A: Mexico has had a tendency to place too much emphasis on history. In a sense, it has been too easy to do business in Mexico because it is next to the biggest market in the world, and historically, Mexico has had enormous amounts of resources at its disposal. However, the country relies too much on copying models from the US and Canada, and not enough on its tremendous natural and cultural heritage or the creativity and innovative capacity of its people.

Mexico will most likely benefit from hydrocarbons through the Energy Reform. There is some talk of renewables, but I am more concerned about the possible development of Mexico’s large shale gas resources in Nuevo Leon and Tamaulipas. These substantial resources are on a similar level to the Eagle Ford shale gas reserves in the US, making Mexico the world’s fourth largest shale oil reserve. If Mexico were to develop shale gas while following a successful US development model, it would only provide a temporary solution to an energy problem.

Q: What are the main factors that have hindered Mexico’s innovation potential?

A: Historically, this country has been able to capitalize on rich natural resources like petroleum, therefore encountering few problems in conducting business. In the early 1970s, Mexico was developing an entrepreneurial industry, particularly in chemistry. At the time, there were some highly innovative chemical companies that were at the cutting edge. When petroleum came along, it overwhelmed most other industries, transforming Mexico into a country reliant on oil exports. Later on, NAFTA redesigned the image of Mexico as a strategic manufacturing country for foreign exports. Then the country was hit by China, which could manufacture more cheaply after joining the WTO, and Mexico suffered another setback.

The country has to find a basis for growth that can be sustained over time, economically, socially, and environmentally. I believe this growth must be based on innovation and creativity, leveraging Mexico’s enormous natural and cultural diversity. Mexico has a tremendous creative and innovative capacity. It is right next to the world’s largest and most dynamic market, and it has an enormous short-term need for growth to address poverty and inequality. It is tempting for Mexico to become a supplier to such a major economy as the US in order to provide the quick fix that it urgently needs. I hope it can find a way to simultaneously promote necessary growth while building a future economy based on innovation and creativity.

Q: In your view, what policies are leading Mexico on the path of innovation?

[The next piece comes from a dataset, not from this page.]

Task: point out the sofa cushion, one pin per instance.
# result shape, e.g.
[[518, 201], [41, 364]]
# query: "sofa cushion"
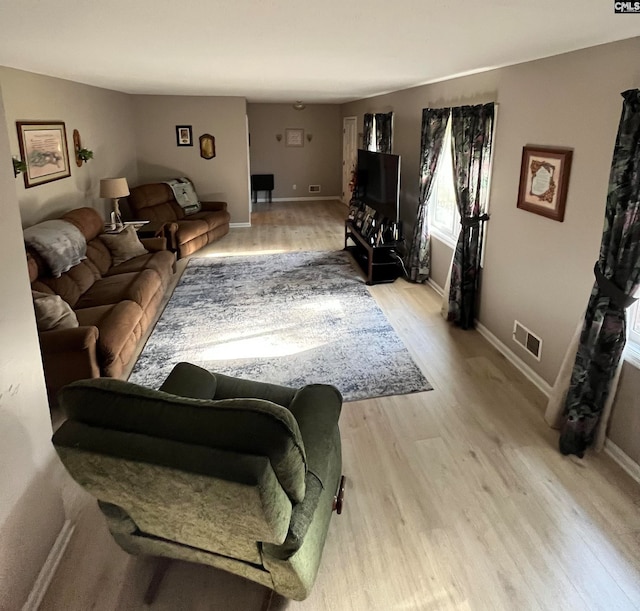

A: I think that Mexico’s tax on carbon will be a highly successful initiative. I disagree with the argument that it is imposing an additional cost on Mexican industry that will make it less competitive. It may not have been implemented well, but objecting to stringent environmental regulations purely because they impose a near-term cost can be a mistake. What this tax is really doing is imposing a constraint that will force innovation. The Porter hypothesis states that countries with more stringent environmental regulations gain an advantage because they are forced to adjust. Mexico will have an advantage because, eventually, everyone will require a carbon tax. A carbon tax imposes a short-term loss that forces innovation, something that Mexico needs to promote.

Richard Wells is President and Founder of The Lexington Group, a consulting firm that specializes in sustainable development and social and environmental management for businesses, governments, and non-governmental organizations (NGOs). He has advised major companies, governments, NGOs, and institutions across the US and Latin America. The firm focuses on the design and implementation of competitive strategies and initiatives for positive social and environmental impact. The model developed by Mr. Wells for integrating sustainability into value chains has been implemented throughout Latin America and Asia in projects for the Inter-American Development Bank, the World Bank and USAID.